A former chief of the navy in Guinea-Bissau in western Africa appeared in a New York City courtroom on Friday to face charges regarding cocaine trafficking, according to a drug enforcement official, Ronald Kubisty.
Rear Admiral Jose Americo Bubo Na Tchuto was flown to New York City after he was detained while traveling on a yacht in the eastern Atlantic Ocean.
The 62-year-old Adm. Na Tchuto is known to U.S. law enforcement as a narcotics kingpin in Guinea-Bissau’s huge drug trade. The small, former-Portuguese colony is a known point of entry and departure for drug-smuggling, organized-crime organizations.
According to Inspector Ron Kubisty, cocaine is smuggled into Guinea-Bissau from Colombia, or other Latin American countries, and then drug shipments are rerouted to European countries as well as the United States.
The federal indictment against Adm.

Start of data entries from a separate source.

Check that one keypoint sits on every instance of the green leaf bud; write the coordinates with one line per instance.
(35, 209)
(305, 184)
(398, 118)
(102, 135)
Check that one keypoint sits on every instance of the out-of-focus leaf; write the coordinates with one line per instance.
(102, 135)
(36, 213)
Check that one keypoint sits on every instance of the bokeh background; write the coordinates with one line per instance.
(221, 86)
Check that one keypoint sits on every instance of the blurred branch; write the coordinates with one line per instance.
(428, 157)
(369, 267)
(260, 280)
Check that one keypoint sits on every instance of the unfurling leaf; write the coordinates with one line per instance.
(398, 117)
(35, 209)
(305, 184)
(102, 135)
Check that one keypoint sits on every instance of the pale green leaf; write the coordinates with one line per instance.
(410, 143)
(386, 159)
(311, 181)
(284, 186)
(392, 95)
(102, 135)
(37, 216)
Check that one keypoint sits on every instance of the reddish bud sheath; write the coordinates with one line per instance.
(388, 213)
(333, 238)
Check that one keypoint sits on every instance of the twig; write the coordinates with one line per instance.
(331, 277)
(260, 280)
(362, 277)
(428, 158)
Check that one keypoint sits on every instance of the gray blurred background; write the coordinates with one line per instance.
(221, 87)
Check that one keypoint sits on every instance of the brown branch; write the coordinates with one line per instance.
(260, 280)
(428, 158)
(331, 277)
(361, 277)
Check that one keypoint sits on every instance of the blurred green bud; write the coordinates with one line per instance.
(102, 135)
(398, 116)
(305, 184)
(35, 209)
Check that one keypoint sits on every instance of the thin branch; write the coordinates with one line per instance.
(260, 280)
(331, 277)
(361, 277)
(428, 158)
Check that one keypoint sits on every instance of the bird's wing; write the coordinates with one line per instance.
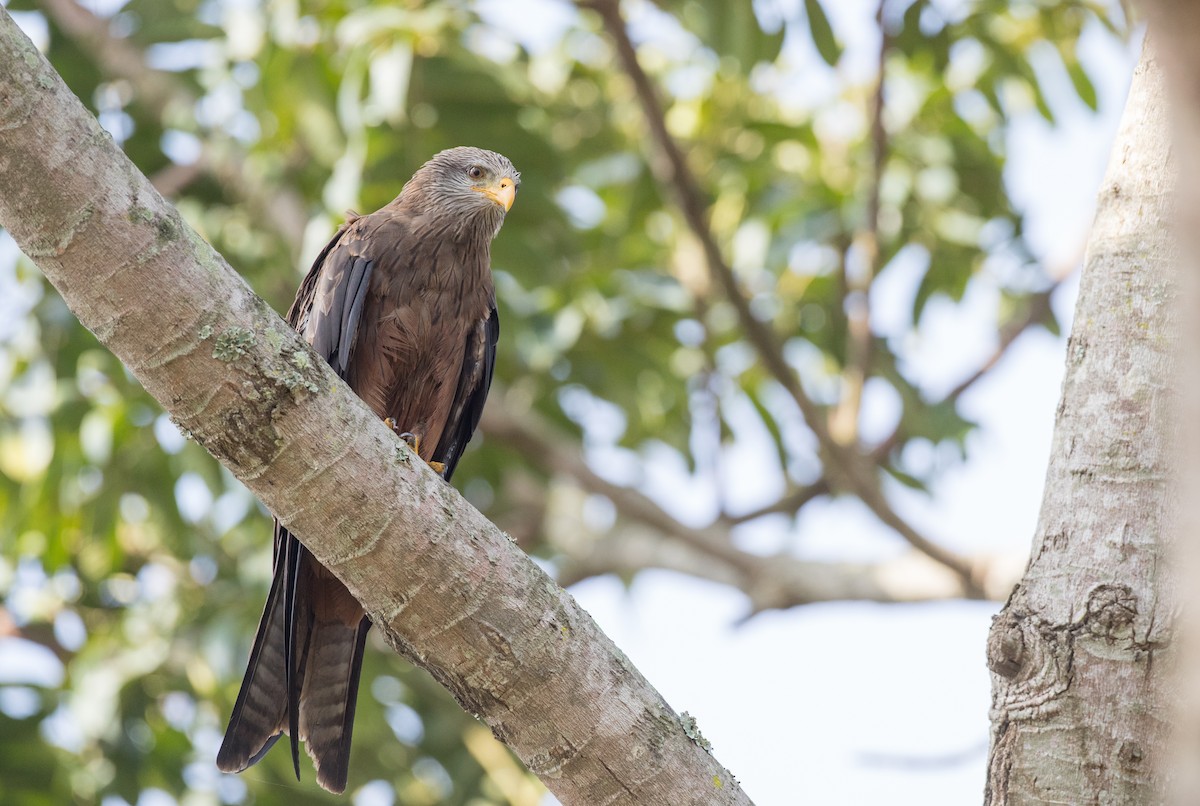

Na Tchuto and two other defendants alleges that they were middlemen in a huge drug-smuggling operation originating in Latin America.
It also alleges they all worked together to receive tons of cocaine transported by ships from South America to Guinea-Bissau, and then they stored and protected the cocaine in Guinea-Bissau before its eventual journey to other locations in Europe, including the American mainland.
Adm. Na Tchuto and four other Guinea-Bissau nationals were taken into custody aboard a yacht in international waters in the eastern Atlantic Ocean near the Cape Verde Islands.
The suspects were arrested by U.S. federal drug agents when the admiral’s boat was observed traveling while flying a Panama flag.
A booming cocaine trade has turned Guinea-Bissau into what U.S. law enforcement officials claim is a narco-state with key members of the government involved in the lucrative drug trade.